Farmers can also modify their management practices so that farmland can serve as a sink to sequester carbon dioxide. For example, farmers can create buffers comprised of trees, shrubs, and natural grasses along rivers to prevent soil erosion and the loss of nutrients due to runoff. The Conservation Reserve Program in the United States pays farmers to take marginal cropland out of production as a way to reduce soil erosion.
Farmers can also create windbreaks near farmhouses and outbuildings. Windbreaks can create a microclimate that can moderate temperature extremes by blocking cold winds or providing shade on hot summer days. This can lower energy use and costs on farms. Windbreaks can also serve as carbon sinks, whereby trees and other plants absorb carbon dioxide. Farmers can also adopt conservation tillage strategies that leave part of the organic residue on the field after the harvest. This material slows runoff, thereby reducing soil erosion and nutrient loss. The decomposing material also replenishes the nutrients in the soil. All of these practices can reduce the energy used, and greenhouse gases produced, on the farm.

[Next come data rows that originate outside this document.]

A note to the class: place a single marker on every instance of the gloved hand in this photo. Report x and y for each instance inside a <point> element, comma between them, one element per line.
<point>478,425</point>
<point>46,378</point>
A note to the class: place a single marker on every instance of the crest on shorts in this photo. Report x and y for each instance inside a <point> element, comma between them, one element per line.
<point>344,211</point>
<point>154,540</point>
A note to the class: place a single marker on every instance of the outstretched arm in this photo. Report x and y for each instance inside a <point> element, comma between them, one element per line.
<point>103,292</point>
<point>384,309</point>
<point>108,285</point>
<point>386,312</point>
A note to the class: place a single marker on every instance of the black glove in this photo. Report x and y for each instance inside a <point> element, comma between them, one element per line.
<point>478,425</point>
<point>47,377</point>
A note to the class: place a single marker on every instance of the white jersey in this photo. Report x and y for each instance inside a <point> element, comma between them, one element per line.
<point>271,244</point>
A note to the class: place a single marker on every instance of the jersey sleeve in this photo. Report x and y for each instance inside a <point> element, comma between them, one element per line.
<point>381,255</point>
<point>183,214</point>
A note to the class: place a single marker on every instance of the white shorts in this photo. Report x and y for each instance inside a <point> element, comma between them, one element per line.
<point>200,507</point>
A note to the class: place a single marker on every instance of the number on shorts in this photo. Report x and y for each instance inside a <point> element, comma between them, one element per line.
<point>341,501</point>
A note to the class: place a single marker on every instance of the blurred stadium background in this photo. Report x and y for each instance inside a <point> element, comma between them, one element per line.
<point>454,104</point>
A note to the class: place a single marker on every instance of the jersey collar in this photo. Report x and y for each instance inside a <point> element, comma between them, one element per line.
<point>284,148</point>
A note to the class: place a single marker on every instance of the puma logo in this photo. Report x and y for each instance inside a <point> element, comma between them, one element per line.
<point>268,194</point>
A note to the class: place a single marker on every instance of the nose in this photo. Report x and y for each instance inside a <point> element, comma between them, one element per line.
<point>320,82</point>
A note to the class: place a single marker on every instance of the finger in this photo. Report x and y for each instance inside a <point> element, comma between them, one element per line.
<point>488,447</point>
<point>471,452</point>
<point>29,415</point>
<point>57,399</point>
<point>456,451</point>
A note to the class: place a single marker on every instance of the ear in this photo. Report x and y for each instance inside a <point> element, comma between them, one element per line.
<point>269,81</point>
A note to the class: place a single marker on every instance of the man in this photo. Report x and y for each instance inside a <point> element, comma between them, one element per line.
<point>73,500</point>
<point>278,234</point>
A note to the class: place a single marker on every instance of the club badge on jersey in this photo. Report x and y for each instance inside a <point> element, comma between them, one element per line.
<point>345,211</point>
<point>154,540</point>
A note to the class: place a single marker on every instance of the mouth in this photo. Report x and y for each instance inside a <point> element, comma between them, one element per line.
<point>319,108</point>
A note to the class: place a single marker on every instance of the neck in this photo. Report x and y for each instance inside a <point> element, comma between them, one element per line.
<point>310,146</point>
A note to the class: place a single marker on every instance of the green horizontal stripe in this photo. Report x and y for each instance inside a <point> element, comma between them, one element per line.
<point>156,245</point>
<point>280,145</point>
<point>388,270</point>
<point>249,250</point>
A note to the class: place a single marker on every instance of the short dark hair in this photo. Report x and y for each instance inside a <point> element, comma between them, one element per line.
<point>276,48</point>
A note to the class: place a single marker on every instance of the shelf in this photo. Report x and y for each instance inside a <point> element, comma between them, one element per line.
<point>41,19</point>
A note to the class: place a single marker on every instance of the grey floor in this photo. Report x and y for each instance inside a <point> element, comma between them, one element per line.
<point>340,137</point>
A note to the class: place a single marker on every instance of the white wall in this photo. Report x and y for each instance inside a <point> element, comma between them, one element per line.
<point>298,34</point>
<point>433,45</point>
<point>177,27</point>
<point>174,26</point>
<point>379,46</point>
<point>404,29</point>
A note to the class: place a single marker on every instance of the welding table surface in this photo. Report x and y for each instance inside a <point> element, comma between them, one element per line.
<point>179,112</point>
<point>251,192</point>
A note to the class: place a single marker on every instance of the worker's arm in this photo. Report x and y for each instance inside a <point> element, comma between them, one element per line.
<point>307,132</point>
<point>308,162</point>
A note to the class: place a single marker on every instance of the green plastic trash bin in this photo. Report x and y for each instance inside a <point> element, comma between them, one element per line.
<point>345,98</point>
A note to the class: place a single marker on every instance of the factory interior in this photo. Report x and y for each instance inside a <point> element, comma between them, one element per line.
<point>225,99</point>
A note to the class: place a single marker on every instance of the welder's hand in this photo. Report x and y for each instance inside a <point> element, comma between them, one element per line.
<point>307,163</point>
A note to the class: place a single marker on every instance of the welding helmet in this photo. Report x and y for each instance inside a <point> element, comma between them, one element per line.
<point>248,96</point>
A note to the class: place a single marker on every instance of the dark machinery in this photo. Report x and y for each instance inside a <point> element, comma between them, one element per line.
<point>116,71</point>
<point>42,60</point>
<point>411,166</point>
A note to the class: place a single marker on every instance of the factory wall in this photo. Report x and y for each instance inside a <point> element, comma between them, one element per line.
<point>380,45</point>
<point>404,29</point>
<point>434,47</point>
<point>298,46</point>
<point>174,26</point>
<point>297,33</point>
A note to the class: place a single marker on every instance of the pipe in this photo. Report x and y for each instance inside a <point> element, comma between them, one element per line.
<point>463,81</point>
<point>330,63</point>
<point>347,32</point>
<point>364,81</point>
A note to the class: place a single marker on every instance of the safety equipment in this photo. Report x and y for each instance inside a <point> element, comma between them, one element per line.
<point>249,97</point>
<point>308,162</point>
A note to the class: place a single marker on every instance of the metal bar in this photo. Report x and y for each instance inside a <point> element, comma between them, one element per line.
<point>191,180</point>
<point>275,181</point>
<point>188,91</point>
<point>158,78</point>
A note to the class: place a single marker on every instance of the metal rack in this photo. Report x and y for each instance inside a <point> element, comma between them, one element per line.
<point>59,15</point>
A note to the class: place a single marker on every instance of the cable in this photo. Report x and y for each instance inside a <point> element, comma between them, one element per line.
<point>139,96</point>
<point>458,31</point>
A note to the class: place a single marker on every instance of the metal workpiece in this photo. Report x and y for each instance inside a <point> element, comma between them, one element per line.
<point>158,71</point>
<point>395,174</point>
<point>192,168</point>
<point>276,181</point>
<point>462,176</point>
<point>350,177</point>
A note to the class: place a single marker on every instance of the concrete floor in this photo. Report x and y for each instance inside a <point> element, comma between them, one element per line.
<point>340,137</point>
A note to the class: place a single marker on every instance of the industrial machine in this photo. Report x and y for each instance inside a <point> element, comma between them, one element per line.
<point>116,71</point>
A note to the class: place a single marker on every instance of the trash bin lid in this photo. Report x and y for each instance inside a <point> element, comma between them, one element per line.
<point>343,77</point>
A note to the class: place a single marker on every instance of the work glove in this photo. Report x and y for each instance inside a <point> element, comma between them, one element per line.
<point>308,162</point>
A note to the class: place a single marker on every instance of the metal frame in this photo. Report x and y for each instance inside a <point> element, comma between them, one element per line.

Livestock producers can reduce the impact of their operations by changing how they manage animal waste such as methane and manure. Some farmers are experimenting with anaerobic digesters that convert manure into more manageable waste solids that can be used as an organic fertilizer. The digester also creates methane as a byproduct, which can be captured and used as a renewable fuel.
Finally, some writers argue for a move away from large-scale industrial agriculture to place more emphasis on so-called civic agriculture as a way to slow global warming. Civic agriculture includes local food systems and organic foods. Local food systems reduce greenhouse gases by reducing transportation costs. Traditional food supply chains can stretch thousands of miles from the point of production to the place of consumption. Local food advocates suggest that food could be grown and consumed locally. Organic agriculture reduces the use of greenhouse gases because organic farmers cannot use petroleum-based herbicides or pesticides.